The village of Alia in Mwatate sub-county is a small quiet settlement of farmers. It rests within a natural surroundings of bushes and grassland that neighbor the wildlife of Tsavo West. Unfortunately, the most attention Alia receives is when elephants ravage the farms in search of food and leave devastating damage.
However, a recent positive turn took place for the people of Alia. The small village recently became a county and national pacesetter in the economy of fodder feeding. This has brought some seeds of hope to the troubled area.
The story of how this small village turned grass into gold dates further back than a decade. In 2010, the main work done by the farmers was growing maize, cowpeas, beans and green grams.
In natures sometimes unkind fashion, right at the peak of their produce, Elephants and other wild animals would tread in and destroy them. This destruction left farmers hopeless and worried about the sustainability of the torturous cycle.

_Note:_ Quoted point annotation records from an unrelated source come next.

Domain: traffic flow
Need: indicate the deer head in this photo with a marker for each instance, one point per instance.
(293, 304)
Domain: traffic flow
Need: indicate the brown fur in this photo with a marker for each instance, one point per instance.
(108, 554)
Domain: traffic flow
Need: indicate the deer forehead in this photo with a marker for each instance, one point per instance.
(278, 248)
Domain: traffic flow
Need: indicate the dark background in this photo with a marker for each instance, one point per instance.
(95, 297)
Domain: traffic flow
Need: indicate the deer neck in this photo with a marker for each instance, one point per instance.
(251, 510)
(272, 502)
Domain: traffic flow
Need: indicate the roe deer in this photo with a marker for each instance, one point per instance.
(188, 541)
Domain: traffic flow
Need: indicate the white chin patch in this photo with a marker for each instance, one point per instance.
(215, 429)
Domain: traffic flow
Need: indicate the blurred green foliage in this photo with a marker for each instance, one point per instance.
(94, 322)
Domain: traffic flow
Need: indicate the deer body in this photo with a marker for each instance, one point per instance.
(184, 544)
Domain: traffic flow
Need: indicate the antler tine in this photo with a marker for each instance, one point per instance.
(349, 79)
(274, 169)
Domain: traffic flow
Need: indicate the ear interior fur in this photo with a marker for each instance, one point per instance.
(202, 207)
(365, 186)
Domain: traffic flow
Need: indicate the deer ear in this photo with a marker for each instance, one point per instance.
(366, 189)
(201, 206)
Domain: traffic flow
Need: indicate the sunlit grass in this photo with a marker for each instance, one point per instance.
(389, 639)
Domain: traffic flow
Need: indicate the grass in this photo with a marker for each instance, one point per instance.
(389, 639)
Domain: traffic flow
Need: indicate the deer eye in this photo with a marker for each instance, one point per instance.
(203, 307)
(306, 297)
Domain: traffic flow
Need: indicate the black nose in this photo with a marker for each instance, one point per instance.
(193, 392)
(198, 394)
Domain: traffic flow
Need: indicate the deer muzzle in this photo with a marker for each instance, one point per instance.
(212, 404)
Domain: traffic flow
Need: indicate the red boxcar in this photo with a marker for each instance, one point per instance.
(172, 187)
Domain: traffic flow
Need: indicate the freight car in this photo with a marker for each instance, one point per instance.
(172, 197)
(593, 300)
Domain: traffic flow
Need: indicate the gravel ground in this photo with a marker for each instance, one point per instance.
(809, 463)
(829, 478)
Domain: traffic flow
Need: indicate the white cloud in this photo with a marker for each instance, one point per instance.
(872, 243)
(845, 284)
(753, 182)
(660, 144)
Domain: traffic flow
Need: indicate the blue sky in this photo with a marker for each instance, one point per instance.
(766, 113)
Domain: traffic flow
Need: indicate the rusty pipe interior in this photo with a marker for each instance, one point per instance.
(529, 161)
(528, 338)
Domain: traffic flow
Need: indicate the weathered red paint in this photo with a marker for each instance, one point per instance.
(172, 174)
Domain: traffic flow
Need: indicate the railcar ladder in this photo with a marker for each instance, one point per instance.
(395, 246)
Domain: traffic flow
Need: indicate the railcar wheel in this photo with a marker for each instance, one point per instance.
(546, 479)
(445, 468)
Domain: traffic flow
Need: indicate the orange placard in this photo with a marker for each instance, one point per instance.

Furthermore, the reality of climate change did not help the already dire situation as now crops were also battling elements. In turn, the main economic pillar in the community withered away and the people of Alia became dependent on handouts. Naturally, these came far and few in-between.
As all of this occurred, a notorious weed would grow around the little crops that did survive. The farmers would uproot this grass and either burn it nearby or simply leave it out to rot.
A new leaf in Alia
However, the story took a turn as some livestock farmers from nearby trooped to Alia in search of pasture. The weeded grass turned out to be exactly what this group of farmers needed for their livestock. Immediately, the farmers of Alia began selling the grass at throw away prices instead of simply discarding it.
Fast Forward to 2019 officers from Kenya Crops and Dairy Market Systems (KCDMS) went to Alia as they decided to pilot a fodder project.
A group of 25 trainers were taken through a fodder production course, many of them part of the initial group in 2010.
The program opened the groups eyes to the real potential of the commodity they had and its entrepreneurial value.
Backed by funding from USAID, the training done by KCDMS helped this once sleepy and troubled village thrive.
Currently, the training program has helped over 300 individuals in Alia and become an income source for households.
The training program mainly tackled production, harvesting, preservation, and instilling entrepreneurial skills amongst its members.